Saturday, July 13, 2013
Jour des corneilles#2
I guess it really fits my personality. I like taking the time to develop a rythm in a scene, try to anticipate where and when the audience's eyes will go, these sorts of things.
Long scenes come with special sets of challenges though, the main one is the risk of getting bored or losing track of what the scene is all about. It takes a bit of discipline, and perhaps a certain mindset to carry the scene through to the end , but luckily I seem to have had both in the past.
The other challenge is that the longer the shot, the tighter the timing is.
It's all nice and clear in the animatic, but when you start animating, you find out that the scenes are too short.
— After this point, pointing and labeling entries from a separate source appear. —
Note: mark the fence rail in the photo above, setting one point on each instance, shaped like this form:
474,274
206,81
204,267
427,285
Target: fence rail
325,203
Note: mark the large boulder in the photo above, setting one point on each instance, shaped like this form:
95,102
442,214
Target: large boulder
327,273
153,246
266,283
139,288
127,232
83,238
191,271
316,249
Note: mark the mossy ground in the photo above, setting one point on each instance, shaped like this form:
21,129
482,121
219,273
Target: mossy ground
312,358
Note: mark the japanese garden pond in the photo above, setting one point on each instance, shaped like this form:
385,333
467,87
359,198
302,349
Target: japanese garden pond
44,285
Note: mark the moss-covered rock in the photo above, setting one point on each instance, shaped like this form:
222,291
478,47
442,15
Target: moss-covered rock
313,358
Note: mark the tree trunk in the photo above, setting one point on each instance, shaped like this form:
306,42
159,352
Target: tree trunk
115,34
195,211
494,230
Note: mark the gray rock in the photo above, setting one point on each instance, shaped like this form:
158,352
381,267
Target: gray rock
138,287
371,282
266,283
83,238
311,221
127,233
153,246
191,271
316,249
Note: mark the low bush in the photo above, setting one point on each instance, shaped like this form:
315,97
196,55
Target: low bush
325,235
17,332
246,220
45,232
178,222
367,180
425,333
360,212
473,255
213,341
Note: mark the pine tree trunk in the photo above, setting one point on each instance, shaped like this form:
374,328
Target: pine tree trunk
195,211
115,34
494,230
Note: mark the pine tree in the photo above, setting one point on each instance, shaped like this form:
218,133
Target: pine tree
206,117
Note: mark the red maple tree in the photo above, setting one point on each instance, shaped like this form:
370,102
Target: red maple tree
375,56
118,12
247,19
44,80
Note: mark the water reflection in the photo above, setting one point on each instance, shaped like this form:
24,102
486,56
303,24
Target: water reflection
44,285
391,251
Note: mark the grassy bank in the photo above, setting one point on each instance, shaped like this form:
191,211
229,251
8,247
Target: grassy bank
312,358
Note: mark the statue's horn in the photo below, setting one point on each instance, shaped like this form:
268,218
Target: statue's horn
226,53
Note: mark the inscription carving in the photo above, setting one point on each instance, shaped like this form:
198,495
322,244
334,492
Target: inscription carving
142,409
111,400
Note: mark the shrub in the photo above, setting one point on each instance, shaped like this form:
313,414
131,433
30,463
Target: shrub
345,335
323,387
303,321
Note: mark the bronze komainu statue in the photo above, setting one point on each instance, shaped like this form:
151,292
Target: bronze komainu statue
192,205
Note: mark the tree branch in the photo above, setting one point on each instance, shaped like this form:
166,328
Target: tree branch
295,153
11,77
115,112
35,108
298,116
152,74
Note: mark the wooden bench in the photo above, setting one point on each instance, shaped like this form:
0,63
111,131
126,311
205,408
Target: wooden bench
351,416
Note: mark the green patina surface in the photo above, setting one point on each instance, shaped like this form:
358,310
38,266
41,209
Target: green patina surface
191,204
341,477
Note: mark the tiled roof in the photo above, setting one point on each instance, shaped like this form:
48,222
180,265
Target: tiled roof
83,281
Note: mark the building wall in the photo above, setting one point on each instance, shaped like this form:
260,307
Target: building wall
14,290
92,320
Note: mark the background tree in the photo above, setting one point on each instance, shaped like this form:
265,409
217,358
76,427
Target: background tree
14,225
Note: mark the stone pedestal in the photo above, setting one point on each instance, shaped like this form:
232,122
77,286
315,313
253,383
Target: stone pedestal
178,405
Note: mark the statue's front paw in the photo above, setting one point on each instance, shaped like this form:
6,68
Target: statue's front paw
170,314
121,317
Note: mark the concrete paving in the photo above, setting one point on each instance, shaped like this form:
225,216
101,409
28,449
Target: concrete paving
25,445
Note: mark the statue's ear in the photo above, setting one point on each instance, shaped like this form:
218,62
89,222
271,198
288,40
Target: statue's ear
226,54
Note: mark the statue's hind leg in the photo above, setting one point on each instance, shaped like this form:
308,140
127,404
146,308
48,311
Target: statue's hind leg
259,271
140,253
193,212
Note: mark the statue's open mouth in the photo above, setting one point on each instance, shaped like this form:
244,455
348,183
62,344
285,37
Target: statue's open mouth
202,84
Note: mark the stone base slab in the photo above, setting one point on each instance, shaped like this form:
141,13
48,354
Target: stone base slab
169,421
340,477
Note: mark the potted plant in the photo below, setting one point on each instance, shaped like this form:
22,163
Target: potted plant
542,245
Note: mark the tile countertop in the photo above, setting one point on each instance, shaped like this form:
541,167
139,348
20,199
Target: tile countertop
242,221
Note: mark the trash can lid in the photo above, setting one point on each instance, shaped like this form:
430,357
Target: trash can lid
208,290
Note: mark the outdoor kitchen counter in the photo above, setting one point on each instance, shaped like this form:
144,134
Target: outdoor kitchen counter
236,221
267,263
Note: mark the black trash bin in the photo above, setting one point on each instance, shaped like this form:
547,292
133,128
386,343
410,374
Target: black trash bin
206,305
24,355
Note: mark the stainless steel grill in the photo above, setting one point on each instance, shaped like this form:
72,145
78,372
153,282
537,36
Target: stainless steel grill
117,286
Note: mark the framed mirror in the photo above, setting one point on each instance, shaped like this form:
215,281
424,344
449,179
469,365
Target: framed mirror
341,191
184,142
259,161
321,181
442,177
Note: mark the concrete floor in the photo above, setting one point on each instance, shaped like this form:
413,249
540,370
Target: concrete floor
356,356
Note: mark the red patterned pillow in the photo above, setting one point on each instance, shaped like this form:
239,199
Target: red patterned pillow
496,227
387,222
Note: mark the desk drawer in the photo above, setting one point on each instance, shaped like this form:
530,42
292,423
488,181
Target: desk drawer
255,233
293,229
There's a simple reason for that of course; the storyboard poses are held just long enough to get the message across, but no extra footage is allocated for the inevitable transitions. That's the most frustrating and at the same time the most exciting part of a 300+ frames shot for me. You have to think carefully, understand what's really important and find a way to merge and anticipate actions to save time.
And when you do, not only do you feel really good about yourself, but the shot usually feels better as a result...
On 'le jour des corneilles' I had the chance to pick my shots, so I naturally gravitated towards these long, big moments...
This first shot was fun to do, though there came a time when the drawings started feeling really big on the page and time cosuming. On top of that, we were experimenting at the time with the idea of going clean directly after the rough. I had the help of Courtney Garvin for this shot (and the next) but I think an assistant had to go over the drawings anyway...
I looked everywhere in my hard drives, but I couldn't find the first pass for this shot anywhere... weird.